By Eric King-
Homeless people addicted to drugs need their housing needs addressed before any chance of success in addressing their addiction can be addressed, according to a report. The Advisory Council on the Misuse of Drugs (ACMD) has today advised the Home Secretary on the Misuse of Drugs (ACMD) to commission a programme of work following the publication of the Drug Strategy.
The report recommends an abstinence based approach of housing provision for those addicted to drugs
including evidence-based and effective harm reduction and substance use treatment approaches with the capacity, resource and flexibility to reach them. It also suggests that services consider people who are experiencing multiple and complex needs and adopt psychologically-informed approaches
It follows a report highlighting a strong reciprocal relationship between being homeless and dug abuse. a The report claims an increased risk of problematic drug use associated with people who experience homelessness, adding that ”there is a higher rate of drug-related deaths, infections among people who inject drugs, and multiple morbidities”. It also states that people who experience homelessness and use substances have particularly complex circumstances and additional risks which require intensive long-term support.
The report goes on to state that a high proportion of people who are homeless and who have drug use issues have experienced multiple adverse childhood experiences (ACE). The UK and devolved governments have statutory responsibilities regarding homelessness, although it is not entirely clear how this relates to drug users who are homeless.
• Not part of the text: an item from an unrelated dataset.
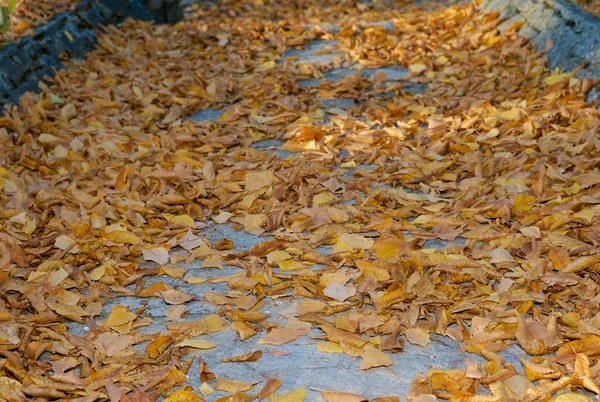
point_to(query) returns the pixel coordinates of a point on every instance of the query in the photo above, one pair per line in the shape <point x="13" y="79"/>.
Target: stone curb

Rough sleepers in particular are not well met by mainstream benefit, health and social care and some drug services, it further states.
The report is a logical progression to addressing the complex problems of drug addiction, but does not state how abstinence based housing can be successfully implemented to help drug users. Drug users who abstain from using drugs in a given accommodation could continuously use drugs outside the accommodation. Besides, they could secretly use drugs in the accommodation, especially in toilets. Unless there are cameras to monitor a drug user in every part of an accommodation provided, there is no way to guarantee they will abstain from using drugs in the house
However, it is a useful guide to attempting to address the problem of drug addiction among homeless individuals by recognising the potential damages it causes.